While I mulled over this disconnect, new opportunities emerged. In July 2016, nearly 200 oncology practices across the US began operating under the Oncology Care Model, creating strong incentives to meet quality metrics and reduce avoidable utilization. Also, the Medicare Quality Payment Program (MACRA) rules were laid out, putting most clinicians who are billing Medicare at risk financially for both their quality and their costs, and adding fuel to the growth of alternative payment models.

Value-based payment is here to stay, and as Dr. Diane Meier states, “value-based payment is the wind in our sails.” While value-based payment creates an opportunity to increase access to palliative care for those families who need it, we won’t be able to take advantage of this opportunity without ensuring that those who work in the field are able to price services accurately and reliably manage everyone in the high need population who is appropriate for palliative care services.

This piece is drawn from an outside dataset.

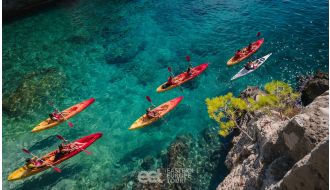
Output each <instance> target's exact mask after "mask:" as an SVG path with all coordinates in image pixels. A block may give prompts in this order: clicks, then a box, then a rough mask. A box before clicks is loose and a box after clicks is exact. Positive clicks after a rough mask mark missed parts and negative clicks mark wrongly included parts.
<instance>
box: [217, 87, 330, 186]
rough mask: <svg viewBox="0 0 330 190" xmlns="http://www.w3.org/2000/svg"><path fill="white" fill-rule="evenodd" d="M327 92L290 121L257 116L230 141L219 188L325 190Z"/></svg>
mask: <svg viewBox="0 0 330 190" xmlns="http://www.w3.org/2000/svg"><path fill="white" fill-rule="evenodd" d="M328 109H329V92H328V91H326V92H324V93H323V94H322V95H320V96H318V97H317V98H315V99H314V100H313V101H312V103H310V104H309V105H308V106H307V107H304V108H303V109H302V110H301V112H300V113H299V114H297V115H296V116H294V117H293V118H291V119H287V120H283V118H280V117H278V115H277V114H271V115H269V114H267V115H266V114H264V113H257V114H256V115H255V117H254V118H252V119H250V120H249V122H248V123H247V125H245V126H246V127H245V130H246V131H247V132H248V133H249V134H250V135H251V136H253V138H254V140H253V141H251V140H250V139H249V138H248V137H247V136H246V135H245V134H243V133H241V134H240V135H238V136H236V137H234V139H233V147H232V149H231V150H230V151H229V153H228V155H227V158H226V166H227V167H228V168H229V169H230V173H229V175H228V176H227V177H226V178H225V179H224V180H223V181H222V183H221V184H219V186H218V188H217V189H218V190H220V189H231V190H232V189H248V190H259V189H267V190H268V189H269V190H270V189H276V190H277V189H306V190H307V189H308V190H309V189H328V187H329V181H328V179H329V173H328V169H329V164H328V159H329V151H328V146H329V134H328V133H329V118H328V114H329V111H328Z"/></svg>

This is where the CAPC Payment and Contracting Accelerator (the CAPC Accelerator) comes in. With generous support from the Gordon and Betty Moore Foundation and the Allen H. and Selma W. Berkman Charitable Trust, CAPC is creating a mechanism to bolster that capacity.

  • First, the CAPC Accelerator seeks to ensure that palliative care programs can find payment partners in their local area and structure their programs in such a way as to meet the demands of those partners – in other words, helping palliative care programs to avoid the mistakes we’ve seen others make.
  • Second, the CAPC Accelerator seeks to “even the playing field” between the sides at the negotiating table when contracts between payers and providers are hammered out. While health plans and health systems have teams of lawyers and experts in actuarial and financial analysis, many palliative care programs lack the basic knowledge that those experts bring.

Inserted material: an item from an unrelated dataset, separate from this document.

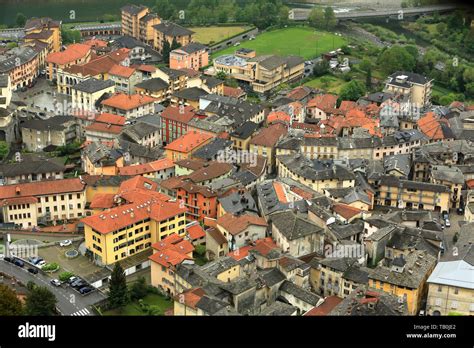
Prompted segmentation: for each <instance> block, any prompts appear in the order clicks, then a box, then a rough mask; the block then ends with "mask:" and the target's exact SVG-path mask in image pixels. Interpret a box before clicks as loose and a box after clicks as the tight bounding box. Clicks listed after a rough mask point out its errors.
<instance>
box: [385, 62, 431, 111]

The CAPC Accelerator mimics a typical for-profit business accelerator. It is built around three modules:

  1. Defining your strengths and assessing partnership opportunities
  2. Pricing and modifying operations to assure capacity and responsiveness
  3. Contracting with payers and managing financial risk

The Accelerator has assembled an expert team to provide structured educational sessions, formal review of “homework assignments,” and ongoing response to questions as they arise. The formal educational sessions will be held November 7-8 in Phoenix, Arizona – the day before the 2017 CAPC National Seminar — and will be followed with 12 months of exclusive webinars, virtual office hours, and early access to new CAPC tools. Among others, the Accelerator faculty experts include:

  • Torrie Fields, California Blue Shield health plan leader with deep experience negotiating palliative care service contracts
  • Jackie Selby, attorney expert at payer-provider contracting
  • Bob Atlas, Adil Moiduddin, and a team of financial advisors, including those evaluating many of the CMS Health Care Innovation Awards
  • Dana Lustbader, MD, leader of a successful and rapidly-growing home-based palliative care program within an ACO

Because of the intensive nature of the Accelerator, participation is limited in this first year to 25 programs: click here for the application and for more information. For the CAPC Accelerator’s inaugural class, we are looking for programs that are willing to help us shape and improve the Accelerator by providing detailed feedback on the experience and then sharing your program’s experiences with partnering and contracting with payers and risk bearing entities in your local community. In return for helping us refine the product, the full year of Accelerator participation is FREE for these early participants (except for travel expenses) for your program’s Clinical leadership as well as your organization’s leads on financial management and contracting.

The ultimate goal of the CAPC Accelerator is to build the capacity of the field to be reliable partners to health plans and other entities at financial risk for the care of those with serious illness. Graduates of the Accelerator will dovetail with CAPC efforts to educate payers about the value of palliative care, and equipping payers with the strategies and skills they need to ensure access for all individuals in need. Together, this three-part strategy will get us to “palliative care everywhere.”

We look forward to seeing your application!